Jaymie de la Torre, Visual Arts Assistant
I really love to work with found objects, particularly recycled materials or things that might be considered trash. I’m fascinated by the juxtaposition of things decaying and newly created, rejected and desired. I think they can be used to speak about our relationships to things that are different than us, what we consider us and them and how regardless of our feelings we are still intertwined.
Milbert Mariano, Professor of Graphic Design
As a graphic designer and professor since college, I’ve stuck with it because the field is so wide, varying, and changing that it’s constantly offering different challenges. I admire the designers Stefan Sagmeister and Paula Scher because of the constant adaptiveness and evolution of their craft.
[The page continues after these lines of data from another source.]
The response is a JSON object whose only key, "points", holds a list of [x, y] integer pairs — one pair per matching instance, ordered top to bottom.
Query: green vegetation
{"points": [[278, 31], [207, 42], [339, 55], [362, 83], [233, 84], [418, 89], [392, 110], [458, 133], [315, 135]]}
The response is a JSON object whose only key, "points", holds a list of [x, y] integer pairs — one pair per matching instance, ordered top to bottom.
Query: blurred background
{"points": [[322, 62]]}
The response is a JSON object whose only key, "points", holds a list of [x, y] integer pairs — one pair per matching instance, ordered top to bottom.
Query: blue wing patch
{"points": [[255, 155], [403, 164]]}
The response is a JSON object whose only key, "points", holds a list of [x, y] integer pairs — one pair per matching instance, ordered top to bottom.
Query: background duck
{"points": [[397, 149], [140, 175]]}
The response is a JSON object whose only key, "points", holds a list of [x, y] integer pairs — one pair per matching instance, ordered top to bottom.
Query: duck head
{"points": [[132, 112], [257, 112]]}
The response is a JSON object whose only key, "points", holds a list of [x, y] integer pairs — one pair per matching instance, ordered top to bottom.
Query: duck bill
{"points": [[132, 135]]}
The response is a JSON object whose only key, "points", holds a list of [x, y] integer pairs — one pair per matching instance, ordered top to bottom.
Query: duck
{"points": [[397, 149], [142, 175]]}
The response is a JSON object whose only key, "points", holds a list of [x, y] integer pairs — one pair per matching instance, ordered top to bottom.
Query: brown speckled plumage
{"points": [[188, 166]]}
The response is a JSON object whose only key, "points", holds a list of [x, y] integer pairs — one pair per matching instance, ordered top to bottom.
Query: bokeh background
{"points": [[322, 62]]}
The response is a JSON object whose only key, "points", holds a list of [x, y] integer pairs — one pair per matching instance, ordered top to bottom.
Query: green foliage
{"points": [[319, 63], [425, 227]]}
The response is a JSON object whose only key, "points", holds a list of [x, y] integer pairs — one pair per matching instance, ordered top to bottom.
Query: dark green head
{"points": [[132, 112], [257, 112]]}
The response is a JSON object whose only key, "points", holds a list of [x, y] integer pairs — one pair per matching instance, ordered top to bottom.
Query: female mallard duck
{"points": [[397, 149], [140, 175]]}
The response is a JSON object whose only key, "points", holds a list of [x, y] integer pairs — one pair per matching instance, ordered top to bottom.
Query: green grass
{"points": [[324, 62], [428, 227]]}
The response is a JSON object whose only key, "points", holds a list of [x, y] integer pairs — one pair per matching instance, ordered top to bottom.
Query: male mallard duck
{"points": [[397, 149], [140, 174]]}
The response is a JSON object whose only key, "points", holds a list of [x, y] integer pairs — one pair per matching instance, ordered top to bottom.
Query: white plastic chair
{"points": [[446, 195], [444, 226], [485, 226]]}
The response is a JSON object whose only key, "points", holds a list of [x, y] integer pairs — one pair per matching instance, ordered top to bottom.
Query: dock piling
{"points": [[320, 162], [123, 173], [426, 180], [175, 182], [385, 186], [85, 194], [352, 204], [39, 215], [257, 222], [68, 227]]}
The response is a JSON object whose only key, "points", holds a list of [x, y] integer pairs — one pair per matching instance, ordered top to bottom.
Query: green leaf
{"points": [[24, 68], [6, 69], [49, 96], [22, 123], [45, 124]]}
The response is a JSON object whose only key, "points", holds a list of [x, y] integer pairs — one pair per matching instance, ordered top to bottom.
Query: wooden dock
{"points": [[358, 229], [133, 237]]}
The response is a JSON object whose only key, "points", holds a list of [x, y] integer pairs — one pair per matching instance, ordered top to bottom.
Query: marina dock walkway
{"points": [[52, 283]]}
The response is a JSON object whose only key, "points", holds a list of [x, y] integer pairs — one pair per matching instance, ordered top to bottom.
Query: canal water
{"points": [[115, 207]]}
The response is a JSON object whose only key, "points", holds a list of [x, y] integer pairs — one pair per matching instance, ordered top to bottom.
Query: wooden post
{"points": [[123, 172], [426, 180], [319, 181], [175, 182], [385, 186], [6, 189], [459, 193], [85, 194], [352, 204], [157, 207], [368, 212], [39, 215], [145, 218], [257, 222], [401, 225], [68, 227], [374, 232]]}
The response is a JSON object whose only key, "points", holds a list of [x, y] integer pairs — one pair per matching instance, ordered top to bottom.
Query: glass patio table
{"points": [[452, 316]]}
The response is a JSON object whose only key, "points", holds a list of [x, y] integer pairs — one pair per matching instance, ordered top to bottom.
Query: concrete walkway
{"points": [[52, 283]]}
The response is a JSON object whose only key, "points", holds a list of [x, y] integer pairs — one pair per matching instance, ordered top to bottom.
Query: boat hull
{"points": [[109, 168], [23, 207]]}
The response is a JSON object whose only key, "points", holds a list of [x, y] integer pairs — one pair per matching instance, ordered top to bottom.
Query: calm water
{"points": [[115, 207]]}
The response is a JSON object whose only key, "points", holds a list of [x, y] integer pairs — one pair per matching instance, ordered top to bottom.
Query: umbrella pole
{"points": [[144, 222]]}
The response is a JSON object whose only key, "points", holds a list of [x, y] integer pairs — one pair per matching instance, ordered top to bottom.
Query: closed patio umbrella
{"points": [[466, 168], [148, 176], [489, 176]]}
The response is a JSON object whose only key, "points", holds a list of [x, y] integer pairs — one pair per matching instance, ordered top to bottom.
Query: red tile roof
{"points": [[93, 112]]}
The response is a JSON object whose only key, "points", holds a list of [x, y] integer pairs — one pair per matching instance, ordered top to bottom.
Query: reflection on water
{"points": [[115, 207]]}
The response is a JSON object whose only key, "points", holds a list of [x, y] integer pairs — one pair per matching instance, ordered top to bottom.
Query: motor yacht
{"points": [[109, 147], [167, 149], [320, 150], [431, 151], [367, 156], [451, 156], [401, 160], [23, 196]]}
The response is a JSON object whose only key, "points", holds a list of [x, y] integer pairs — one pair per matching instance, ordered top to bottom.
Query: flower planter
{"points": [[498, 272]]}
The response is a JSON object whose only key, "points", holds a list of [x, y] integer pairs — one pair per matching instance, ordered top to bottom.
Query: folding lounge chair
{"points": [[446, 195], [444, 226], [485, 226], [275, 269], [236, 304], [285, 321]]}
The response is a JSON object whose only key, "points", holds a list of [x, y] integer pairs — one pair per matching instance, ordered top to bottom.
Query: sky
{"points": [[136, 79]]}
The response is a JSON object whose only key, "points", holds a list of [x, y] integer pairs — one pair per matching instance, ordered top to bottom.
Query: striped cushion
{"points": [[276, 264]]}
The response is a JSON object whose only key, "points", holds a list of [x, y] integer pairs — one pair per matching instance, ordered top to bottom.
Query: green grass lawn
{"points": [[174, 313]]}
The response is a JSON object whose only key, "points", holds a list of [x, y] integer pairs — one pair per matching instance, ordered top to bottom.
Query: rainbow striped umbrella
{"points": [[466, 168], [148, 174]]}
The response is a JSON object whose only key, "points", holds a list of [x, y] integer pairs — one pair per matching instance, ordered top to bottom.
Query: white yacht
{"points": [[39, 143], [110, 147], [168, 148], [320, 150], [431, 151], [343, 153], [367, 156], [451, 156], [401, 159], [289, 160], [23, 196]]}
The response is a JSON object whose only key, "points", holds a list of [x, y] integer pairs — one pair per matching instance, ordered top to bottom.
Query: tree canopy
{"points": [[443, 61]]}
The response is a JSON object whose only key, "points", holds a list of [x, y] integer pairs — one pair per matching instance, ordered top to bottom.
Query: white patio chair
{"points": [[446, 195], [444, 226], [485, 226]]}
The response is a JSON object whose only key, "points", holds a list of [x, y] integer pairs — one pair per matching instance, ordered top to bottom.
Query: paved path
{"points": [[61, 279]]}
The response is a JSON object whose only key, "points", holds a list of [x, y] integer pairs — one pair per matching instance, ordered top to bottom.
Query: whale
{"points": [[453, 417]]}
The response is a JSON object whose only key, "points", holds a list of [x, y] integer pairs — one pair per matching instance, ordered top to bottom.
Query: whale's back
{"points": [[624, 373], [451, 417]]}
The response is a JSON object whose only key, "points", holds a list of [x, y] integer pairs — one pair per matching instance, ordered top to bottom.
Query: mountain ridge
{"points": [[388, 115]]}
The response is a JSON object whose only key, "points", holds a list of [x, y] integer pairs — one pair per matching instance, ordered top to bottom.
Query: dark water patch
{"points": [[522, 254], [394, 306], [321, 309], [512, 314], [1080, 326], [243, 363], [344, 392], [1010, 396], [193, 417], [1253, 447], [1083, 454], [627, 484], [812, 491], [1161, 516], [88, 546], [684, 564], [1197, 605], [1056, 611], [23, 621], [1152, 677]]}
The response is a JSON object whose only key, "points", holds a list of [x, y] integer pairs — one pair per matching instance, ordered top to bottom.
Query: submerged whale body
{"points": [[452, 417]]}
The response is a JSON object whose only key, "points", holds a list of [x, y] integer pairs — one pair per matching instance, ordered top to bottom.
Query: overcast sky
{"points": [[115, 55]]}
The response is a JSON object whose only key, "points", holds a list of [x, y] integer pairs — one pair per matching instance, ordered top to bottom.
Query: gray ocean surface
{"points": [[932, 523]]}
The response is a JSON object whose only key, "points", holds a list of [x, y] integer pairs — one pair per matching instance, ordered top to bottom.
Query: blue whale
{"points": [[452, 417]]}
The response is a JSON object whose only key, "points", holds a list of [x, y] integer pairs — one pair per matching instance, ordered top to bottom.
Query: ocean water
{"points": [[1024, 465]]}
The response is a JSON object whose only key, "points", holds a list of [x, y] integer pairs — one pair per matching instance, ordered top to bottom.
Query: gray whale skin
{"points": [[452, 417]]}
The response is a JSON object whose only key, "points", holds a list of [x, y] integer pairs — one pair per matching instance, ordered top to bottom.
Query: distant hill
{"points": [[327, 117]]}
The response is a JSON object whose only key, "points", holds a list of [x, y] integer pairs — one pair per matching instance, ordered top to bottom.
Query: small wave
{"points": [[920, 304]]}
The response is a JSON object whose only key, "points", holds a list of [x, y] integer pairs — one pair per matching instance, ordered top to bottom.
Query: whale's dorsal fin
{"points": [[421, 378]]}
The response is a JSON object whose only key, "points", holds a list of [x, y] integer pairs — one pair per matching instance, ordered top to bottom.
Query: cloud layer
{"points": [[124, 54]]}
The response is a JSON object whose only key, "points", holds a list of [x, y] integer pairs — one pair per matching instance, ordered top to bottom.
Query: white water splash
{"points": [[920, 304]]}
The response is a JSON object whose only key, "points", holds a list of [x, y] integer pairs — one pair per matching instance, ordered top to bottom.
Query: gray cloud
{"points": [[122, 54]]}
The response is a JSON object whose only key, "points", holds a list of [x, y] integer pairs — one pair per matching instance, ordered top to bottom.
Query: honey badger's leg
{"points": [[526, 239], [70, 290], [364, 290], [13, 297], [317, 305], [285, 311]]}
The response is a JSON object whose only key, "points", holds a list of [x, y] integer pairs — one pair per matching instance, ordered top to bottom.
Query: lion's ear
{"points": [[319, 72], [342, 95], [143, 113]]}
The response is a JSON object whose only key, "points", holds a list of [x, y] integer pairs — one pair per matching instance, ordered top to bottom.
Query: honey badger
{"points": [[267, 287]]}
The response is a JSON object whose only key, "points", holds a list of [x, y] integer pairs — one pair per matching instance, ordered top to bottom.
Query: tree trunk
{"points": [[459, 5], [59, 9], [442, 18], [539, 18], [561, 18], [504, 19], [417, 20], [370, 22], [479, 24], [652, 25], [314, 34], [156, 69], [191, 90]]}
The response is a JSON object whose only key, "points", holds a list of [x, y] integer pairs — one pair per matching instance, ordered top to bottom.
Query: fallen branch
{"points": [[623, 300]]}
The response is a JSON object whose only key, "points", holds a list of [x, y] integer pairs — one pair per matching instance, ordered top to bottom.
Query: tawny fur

UX (User Experience) design has been intriguing me over the past several years, and the more I learn about it, the deeper and wider it gets. It’s the core of successful design and, actually, everything we do; it surrounds us whether we’re aware of it or not.
Amy Cronk, Assistant Professor of Fine Art
I’m showing encaustic paintings inspired by some photos I took of beached sea nettle jellyfish this summer on my walks in Bodega Bay. My work is influenced by biology in all aspects and often combines nature with anatomy in some form. I love how encaustic painting (a medium that combines beeswax and damar resin) creates an aesthetic that so beautifully mimics the textures and feel of both of these influences. This series conceptually depicts a conversation with the creative process that an artist might have while wrestling with their imagery and medium.